MS: Raios, nunca mais lá chego.
Falava sozinho, como se estivesse lá mais alguém que lhe respondia ao ouvido, de modo a que só ele ouvisse. Era algo estranho, porém, ninguém o ouvia. Percorria sozinho todos os caminhos, sempre em busca de aventura. Curiosamente, ele não parava há muito tempo. Era um ser instável, era um nómada. Parava aqui, ou ali, neste país que é Portugal. Mas nunca, nunca, se mantinha no mesmo sítio.
MS: Ah, finalmente, a brisa do mar.
Chegara agora a uma praia desértica, onde o mar era um azul escuro, completamente limpo. A espuma chegava a seus pés, devido às pequenas dimensões da praia.
Deitou-se na areia, mirando o mar através do cabelo.
MS: Já tenho o cabelo grandito. Temos que arranjar uma tesoura, não concordas?
Não, não estava louco. Simplesmente o seu melhor amigo, era, na verdade, ele próprio. Sabia que ao perguntar tudo, teria a resposta dentro de si, mas fazia-o.

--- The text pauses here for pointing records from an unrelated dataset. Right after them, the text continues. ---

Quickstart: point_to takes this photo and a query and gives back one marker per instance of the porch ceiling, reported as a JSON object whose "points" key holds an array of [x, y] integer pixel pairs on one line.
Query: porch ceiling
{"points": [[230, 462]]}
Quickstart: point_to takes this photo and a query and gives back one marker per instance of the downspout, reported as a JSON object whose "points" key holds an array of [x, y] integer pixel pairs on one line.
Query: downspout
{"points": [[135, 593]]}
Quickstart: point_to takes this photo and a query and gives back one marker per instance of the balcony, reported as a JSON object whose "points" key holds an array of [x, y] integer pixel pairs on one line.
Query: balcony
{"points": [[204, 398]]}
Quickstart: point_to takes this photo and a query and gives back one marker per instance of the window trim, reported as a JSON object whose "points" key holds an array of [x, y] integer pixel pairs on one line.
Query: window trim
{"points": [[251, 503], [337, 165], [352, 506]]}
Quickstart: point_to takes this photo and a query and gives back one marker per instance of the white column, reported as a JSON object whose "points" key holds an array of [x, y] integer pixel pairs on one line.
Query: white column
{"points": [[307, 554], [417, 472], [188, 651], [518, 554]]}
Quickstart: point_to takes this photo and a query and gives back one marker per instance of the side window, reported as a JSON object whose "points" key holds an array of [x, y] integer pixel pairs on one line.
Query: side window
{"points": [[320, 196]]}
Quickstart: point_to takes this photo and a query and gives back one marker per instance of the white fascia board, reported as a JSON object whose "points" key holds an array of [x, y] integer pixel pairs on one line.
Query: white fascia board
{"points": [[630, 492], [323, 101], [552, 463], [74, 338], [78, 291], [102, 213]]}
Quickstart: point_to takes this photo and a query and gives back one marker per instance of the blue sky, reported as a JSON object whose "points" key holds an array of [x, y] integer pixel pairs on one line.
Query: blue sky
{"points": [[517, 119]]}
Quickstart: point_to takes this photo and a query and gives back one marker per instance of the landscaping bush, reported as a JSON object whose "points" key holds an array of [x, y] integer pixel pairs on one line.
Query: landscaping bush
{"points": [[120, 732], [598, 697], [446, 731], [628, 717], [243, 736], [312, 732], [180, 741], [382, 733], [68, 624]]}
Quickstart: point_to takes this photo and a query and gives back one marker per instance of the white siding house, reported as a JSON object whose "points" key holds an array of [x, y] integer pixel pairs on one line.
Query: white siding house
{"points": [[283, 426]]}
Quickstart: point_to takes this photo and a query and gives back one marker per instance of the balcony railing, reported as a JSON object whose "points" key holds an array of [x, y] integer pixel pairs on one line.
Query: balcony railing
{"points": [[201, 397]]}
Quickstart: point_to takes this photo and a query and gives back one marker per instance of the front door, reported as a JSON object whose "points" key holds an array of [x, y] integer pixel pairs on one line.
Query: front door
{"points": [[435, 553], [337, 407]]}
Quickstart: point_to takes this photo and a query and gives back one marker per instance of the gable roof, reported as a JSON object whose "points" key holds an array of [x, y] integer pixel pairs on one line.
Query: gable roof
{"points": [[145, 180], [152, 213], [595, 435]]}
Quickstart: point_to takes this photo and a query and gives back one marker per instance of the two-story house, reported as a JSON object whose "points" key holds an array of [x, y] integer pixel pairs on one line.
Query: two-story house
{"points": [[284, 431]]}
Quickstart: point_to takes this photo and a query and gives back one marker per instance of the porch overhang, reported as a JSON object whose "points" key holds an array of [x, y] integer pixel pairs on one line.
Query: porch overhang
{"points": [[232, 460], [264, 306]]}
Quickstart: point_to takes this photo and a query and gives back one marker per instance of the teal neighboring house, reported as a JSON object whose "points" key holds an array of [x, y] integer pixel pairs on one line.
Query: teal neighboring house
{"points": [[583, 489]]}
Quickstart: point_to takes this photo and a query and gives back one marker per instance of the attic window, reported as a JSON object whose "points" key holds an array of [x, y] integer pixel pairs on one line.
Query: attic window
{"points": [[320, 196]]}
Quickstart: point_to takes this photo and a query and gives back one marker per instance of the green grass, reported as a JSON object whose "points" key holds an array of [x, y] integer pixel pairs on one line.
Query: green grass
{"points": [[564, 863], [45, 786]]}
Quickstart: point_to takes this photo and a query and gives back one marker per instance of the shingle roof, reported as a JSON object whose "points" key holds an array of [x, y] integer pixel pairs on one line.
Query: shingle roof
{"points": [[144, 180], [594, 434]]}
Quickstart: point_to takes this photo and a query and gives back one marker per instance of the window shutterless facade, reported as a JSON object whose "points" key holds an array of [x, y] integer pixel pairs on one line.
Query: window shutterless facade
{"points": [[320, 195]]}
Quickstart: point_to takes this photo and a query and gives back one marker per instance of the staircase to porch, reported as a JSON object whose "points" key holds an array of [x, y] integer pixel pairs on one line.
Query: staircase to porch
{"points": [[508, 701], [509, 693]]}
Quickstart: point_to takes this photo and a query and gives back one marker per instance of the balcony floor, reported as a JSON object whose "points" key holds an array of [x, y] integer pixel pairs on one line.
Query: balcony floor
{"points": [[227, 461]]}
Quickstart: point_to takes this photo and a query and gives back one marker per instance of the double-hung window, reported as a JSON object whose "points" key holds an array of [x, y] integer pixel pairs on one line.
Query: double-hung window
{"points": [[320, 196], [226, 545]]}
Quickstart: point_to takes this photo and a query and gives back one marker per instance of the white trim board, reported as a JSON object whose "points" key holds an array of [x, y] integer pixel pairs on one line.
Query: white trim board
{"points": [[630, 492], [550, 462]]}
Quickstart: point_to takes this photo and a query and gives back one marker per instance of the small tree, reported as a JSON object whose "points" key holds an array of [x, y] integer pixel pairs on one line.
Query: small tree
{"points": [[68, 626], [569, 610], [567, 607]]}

Michael tinha 22 anos, e vivia seguindo a filosofia de seu ídolo, Christopher McCandless.
MS: Vivemos numa sociedade deprimente, sabes? Numa sociedade que só quer saber do dinheiro, em que os sentimentos não interessam. As pessoas são estúpidas, e o que interessa é os bens, e não o que nós somos. Acho isso ridículo. Que melhor bem que a natureza?
Desde novo que vivia sobre esta filosofia. Porém, quando descobriu quem fora Alexander Supertramp, fortaleceu a sua maneira de pensar, não alterando-a completamente, mas sim, vendo certas coisas de outra maneira.
MS: Nunca tive muito nesta vida, nem precisei. Tinha o essencial, e odiava ver pessoas exibicionistas, que mostravam tudo o que tinham só para se gabarem. Seres idiotas.
Mirou o mar, novamente. Como estava belo. Num segundo, levantou-se, e correu para o mar. Estava com todas as pessoas da roupa vestidas, mas não se importava.
MS: Que maravilhosa.
Saiu novamente da água, pingando a areia esbranquiçada daquela praia. Deitou-se na areia, admirando as nuvens e o céu claro que estava naquele dia.
MS: McCandless, quando morrer, espero encontrar-te. O teu espírito será eterno.
Fez uma pausa, fechando os olhos.
Acabara por adormecer. Abriu os olhos, e tinha agora uma luz a iluminar-lhe os olhos, uma luz brilhante.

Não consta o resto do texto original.